Uma delegação do governo de Andorra visitou o Vaticano em 22 de outubro para discutir a possível despenalização do aborto no país, cuja legislação atual é rígida e enfrenta debates complexos. A reunião ocorreu com a participação do secretário de Estado do Vaticano, Cardeal Pietro Parolin, que destacou a delicadeza do tema e a necessidade de abordá-lo com sabedoria.
Reunião entre governo e Vaticano sobre despenalização do aborto
O encontro, realizado no âmbito do diálogo institucional entre as partes, contou com a presença do primeiro-ministro de Andorra, Xavier Espot, e do ministro de Relações Institucionais, Ladislau Baró, além do embaixador do país junto à Santa Sé, Carlos Álvarez. Segundo informações do governo andorrano, ambos reafirmaram o compromisso de trabalhar de forma construtiva para apresentar nos próximos meses uma proposta legislativa sobre o tema.
O governo destacou que “esta questão envolve aspectos jurídicos, institucionais e sociais de grande complexidade”, e que ambos os lados “manifestaram interesse em encontrar uma solução satisfatória para todos”.
Desafios constitucionais na mudança da legislação
A complexidade do tema está relacionada à Constituição de Andorra, que define o bispo de Urgell e o presidente da França como copríncipes do país, responsáveis por sancionar e promulgar as leis aprovadas pelo Parlamento, o Conselho Geral. Ambos podem solicitar um parecer prévio de constitucionalidade antes de sancionar uma lei, o que torna o processo de mudança uma questão protocolar e simbólica, além de jurídica.
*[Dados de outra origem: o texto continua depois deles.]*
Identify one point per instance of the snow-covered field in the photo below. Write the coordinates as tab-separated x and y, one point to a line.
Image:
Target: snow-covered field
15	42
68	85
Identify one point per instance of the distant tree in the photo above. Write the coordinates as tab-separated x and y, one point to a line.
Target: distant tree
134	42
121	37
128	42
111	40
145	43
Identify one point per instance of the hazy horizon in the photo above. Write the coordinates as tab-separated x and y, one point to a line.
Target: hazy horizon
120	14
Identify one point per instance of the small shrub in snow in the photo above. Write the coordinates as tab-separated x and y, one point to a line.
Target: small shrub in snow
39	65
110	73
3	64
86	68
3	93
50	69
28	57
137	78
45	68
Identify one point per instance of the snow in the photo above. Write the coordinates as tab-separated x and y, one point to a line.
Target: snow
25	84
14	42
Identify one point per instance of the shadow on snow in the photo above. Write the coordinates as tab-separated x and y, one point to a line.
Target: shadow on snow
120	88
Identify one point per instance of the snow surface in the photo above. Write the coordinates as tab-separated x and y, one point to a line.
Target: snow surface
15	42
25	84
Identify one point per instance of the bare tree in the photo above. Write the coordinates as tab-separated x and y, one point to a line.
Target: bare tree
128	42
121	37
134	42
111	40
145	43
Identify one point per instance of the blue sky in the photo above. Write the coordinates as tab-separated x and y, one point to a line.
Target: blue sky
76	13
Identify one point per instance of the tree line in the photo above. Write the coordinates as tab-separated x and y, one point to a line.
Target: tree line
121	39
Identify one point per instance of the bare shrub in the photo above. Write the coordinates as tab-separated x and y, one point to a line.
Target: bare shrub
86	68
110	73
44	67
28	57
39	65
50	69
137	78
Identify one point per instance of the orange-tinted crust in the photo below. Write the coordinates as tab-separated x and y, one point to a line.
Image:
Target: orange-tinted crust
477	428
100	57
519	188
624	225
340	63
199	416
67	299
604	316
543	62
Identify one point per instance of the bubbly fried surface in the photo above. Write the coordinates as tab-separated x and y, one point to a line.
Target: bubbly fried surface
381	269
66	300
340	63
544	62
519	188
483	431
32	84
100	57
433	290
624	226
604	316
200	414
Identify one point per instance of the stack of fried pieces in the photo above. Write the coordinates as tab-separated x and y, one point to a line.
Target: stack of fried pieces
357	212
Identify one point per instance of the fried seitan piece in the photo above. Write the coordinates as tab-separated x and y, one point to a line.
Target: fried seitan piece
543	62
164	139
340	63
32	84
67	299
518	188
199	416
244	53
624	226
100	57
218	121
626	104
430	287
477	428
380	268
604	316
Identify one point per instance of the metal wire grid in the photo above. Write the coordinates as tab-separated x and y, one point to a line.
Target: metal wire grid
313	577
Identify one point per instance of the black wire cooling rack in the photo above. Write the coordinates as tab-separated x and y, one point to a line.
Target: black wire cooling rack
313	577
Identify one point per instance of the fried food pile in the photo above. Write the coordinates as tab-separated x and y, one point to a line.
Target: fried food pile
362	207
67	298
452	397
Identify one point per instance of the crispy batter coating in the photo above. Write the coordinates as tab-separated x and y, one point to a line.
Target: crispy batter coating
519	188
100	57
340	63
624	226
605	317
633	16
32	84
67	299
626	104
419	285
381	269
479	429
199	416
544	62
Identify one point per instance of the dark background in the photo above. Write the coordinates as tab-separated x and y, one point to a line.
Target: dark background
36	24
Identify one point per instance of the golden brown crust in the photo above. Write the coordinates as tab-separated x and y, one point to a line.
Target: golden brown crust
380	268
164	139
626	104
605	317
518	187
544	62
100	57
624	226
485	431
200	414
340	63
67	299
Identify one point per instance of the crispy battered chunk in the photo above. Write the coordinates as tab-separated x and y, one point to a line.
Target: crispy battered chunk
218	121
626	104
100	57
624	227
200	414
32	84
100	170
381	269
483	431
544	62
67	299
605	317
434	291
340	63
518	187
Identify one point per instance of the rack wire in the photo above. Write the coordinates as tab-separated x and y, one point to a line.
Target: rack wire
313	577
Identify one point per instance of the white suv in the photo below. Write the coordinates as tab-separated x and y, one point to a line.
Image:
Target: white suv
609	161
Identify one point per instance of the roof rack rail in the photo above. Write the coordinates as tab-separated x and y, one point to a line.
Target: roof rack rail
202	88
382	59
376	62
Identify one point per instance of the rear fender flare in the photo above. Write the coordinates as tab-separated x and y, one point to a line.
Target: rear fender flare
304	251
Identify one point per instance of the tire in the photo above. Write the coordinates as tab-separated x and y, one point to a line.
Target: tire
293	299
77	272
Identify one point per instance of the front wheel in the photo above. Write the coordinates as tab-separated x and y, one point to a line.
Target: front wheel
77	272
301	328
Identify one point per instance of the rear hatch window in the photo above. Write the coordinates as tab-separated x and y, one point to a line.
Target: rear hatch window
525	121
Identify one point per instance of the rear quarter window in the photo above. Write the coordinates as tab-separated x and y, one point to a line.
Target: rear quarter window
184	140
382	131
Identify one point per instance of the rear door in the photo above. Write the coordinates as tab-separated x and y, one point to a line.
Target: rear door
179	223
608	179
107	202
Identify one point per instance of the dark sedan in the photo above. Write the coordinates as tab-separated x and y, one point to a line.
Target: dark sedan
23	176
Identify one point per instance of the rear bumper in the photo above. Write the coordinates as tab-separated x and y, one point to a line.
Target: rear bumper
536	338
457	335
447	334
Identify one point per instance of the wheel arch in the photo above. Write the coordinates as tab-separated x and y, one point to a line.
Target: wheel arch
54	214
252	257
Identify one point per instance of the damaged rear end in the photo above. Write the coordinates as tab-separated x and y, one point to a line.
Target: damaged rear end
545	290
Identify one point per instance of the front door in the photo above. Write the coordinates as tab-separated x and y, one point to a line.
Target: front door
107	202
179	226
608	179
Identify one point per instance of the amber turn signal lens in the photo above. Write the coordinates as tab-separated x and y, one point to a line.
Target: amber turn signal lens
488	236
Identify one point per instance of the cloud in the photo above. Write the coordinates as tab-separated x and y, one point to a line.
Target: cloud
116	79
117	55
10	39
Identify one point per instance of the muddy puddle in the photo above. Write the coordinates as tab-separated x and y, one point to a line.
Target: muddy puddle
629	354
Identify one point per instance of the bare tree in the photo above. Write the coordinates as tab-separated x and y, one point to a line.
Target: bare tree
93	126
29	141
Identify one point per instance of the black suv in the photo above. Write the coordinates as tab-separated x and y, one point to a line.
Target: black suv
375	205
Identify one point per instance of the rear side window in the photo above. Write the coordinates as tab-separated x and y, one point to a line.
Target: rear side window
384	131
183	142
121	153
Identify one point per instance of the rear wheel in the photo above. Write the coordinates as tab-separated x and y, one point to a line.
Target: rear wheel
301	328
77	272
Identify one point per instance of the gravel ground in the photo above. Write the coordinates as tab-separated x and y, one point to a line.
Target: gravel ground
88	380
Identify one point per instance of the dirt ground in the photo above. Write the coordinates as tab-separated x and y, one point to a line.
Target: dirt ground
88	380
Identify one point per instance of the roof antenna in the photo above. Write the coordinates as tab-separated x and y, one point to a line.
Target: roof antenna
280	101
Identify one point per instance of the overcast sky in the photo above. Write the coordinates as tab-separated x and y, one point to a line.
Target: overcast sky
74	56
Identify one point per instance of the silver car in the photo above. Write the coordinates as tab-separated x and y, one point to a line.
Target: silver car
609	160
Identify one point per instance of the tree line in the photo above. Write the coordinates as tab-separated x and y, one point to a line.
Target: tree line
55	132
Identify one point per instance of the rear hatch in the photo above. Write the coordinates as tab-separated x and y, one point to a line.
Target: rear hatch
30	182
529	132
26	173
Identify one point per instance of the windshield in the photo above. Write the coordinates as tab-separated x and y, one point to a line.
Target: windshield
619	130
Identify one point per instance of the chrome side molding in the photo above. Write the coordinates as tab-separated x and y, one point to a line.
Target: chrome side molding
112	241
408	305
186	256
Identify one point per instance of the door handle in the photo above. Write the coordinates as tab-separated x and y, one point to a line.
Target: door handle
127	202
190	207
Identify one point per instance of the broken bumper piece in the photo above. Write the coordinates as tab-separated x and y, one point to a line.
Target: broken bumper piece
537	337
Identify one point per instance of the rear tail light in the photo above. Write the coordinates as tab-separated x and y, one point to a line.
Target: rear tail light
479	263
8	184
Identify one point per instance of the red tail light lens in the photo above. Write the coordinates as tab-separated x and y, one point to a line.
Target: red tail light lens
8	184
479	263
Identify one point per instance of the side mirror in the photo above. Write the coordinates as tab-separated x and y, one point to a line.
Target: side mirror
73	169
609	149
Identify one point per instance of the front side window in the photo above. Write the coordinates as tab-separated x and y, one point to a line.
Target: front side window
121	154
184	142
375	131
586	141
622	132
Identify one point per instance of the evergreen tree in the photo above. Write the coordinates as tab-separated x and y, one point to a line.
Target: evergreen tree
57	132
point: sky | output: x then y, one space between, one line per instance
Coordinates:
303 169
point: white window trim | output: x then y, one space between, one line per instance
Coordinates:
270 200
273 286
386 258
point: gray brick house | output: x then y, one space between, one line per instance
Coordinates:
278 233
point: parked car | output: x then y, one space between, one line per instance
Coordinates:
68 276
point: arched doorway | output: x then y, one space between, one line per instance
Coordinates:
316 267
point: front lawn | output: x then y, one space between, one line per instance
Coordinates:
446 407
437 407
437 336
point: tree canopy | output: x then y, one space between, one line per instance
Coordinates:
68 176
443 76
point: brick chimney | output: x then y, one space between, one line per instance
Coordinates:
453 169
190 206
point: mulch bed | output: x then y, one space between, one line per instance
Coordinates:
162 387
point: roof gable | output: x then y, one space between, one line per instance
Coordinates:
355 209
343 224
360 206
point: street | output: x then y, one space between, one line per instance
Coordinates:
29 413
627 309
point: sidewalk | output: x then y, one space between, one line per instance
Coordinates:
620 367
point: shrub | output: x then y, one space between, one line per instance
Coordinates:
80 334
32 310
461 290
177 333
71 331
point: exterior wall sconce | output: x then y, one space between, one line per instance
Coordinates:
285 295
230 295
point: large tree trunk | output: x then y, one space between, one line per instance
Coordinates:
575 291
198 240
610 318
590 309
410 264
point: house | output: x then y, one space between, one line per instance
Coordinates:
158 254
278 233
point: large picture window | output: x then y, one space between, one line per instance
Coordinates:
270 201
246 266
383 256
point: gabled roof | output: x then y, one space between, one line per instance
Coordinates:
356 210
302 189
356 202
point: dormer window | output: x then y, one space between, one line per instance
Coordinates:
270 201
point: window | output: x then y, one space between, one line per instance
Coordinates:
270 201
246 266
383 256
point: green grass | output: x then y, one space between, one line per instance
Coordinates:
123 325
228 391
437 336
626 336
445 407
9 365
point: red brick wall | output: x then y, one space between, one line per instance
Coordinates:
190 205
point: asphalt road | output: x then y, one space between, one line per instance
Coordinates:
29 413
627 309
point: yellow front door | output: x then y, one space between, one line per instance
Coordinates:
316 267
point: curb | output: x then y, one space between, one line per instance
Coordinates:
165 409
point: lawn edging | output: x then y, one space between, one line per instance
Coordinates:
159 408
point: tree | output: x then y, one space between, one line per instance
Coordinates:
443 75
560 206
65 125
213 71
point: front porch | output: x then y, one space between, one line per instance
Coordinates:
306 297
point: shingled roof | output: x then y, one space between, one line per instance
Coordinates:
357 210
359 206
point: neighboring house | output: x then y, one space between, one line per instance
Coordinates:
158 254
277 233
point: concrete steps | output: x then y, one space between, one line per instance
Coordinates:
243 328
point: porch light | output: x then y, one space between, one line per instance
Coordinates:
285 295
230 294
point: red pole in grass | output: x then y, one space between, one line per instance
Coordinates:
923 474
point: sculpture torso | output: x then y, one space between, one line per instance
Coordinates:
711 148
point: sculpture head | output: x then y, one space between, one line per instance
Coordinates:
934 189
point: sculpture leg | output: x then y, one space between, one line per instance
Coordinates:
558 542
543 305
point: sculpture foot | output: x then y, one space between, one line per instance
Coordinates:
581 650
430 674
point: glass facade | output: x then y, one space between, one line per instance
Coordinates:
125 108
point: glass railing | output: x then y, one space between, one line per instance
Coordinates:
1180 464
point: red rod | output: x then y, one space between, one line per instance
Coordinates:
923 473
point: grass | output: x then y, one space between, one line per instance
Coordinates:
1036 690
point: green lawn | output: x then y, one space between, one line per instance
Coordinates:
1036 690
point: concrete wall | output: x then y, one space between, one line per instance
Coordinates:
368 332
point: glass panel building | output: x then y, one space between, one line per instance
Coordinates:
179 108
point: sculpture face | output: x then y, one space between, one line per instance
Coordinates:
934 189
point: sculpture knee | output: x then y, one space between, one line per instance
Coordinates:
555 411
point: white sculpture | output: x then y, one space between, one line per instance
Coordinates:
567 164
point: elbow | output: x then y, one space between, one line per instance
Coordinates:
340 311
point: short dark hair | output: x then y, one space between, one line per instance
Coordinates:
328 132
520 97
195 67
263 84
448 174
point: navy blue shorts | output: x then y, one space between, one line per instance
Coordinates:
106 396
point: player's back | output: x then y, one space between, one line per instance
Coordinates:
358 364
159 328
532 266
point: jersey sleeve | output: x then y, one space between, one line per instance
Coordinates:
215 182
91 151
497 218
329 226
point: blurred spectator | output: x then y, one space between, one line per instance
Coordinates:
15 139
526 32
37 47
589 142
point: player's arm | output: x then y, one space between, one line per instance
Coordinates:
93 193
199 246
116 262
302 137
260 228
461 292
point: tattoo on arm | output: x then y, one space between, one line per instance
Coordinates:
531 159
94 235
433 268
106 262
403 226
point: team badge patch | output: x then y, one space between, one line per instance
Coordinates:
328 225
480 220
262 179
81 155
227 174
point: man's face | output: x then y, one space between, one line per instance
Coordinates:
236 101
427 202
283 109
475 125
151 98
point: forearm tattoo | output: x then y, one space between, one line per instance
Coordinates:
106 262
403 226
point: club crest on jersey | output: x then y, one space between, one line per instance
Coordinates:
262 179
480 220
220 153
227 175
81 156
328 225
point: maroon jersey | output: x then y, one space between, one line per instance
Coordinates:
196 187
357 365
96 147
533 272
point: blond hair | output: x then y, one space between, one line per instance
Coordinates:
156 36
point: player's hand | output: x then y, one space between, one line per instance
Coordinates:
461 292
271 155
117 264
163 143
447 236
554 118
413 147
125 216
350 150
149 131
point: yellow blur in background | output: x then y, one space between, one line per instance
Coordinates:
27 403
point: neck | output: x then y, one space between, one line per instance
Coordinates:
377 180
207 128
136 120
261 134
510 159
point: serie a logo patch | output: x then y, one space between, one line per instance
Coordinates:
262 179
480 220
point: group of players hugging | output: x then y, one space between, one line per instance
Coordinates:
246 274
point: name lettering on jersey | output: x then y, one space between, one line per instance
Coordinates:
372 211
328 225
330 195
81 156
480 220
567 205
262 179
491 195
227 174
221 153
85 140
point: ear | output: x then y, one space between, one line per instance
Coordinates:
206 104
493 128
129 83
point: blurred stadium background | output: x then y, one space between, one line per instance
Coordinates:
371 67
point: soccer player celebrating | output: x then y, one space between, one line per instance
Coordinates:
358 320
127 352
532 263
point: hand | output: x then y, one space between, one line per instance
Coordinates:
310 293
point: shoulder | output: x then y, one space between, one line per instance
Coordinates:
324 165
Atualmente, a legislação penal de Andorra criminaliza a interrupção da gravidez, estabelecendo penas severas para aborto não consentido, com períodos de prisão entre quatro e dez anos, além de outras sanções. A legislação distingue ainda entre aborto não consentido, consentido mediante violência ou coerção, e o aborto por negligência médica, com penas variáveis.
Posição do Vaticano e do cardeal Parolin
O cardeal Pietro Parolin, secretário de Estado do Vaticano, visitou Andorra em setembro de 2023 e reiterou a posição da Igreja Católica a favor da defesa da vida em todas as suas etapas. Em entrevista, ele destacou que “o princípio de defender a vida em todos os seus momentos é fundamental para a Igreja” e reforçou o compromisso de oferecer apoio às gestantes em dificuldades.
Parolin também comentou que a alteração na lei de aborto envolve “questões constitucionais e de sistema político” devido ao papel do bispo de Urgell na sanção das leis. Ele afirmou que o Vaticano e as autoridades andorranas estão “estudando a questão com atenção, pois não há uma resolução rápida possível” e que o objetivo é “encontrar uma solução que seja satisfatória para todos”.
O papel do bispo de Urgell na sanção das leis
De acordo com a Constituição de Andorra, o bispo de Urgell faz parte do sistema de coprincipado juntamente com o presidente da França. No processo de aprovação das leis, o bispo deve sancionar e promulgar os textos legislativos, sempre dentro de um prazo de oito a 15 dias após a aprovação pelo Parlamento, além de poder solicitar parecer de constitucionalidade previamente.
O silêncio oficial da Diocese de Urgell e do governo ante às negociações reflete a delicadeza do momento. A agência CNA entrou em contato com o governo andorrano e a Diocese de Urgell, mas ainda não obteve respostas formais.
Perspectivas e desafios futuros
Para o especialista em direito constitucional, Dr. Juan Pérez, a situação de Andorra representa um caso único na Europa, devido ao papel institucional do bispo e às restrições presentes na Constituição. “A viabilidade de uma mudança significativa na legislação de aborto depende de negociações complexas e do respeito aos princípios constitucionais”, afirma.
A expectativa é que as próximas semanas tragam avanços nas discussões, com possíveis propostas legislativas que conciliem as posições religiosas, políticas e sociais. A Igreja Católica manterá seu posicionamento de defesa da vida, enquanto o governo tenta equilibrar diferentes interesses em jogo.
O acompanhamento do desenvolvimento dessas negociações será fundamental para entender o futuro do direito à vida em Andorra e seu impacto na legislação europeia, considerada uma das mais restritivas atualmente.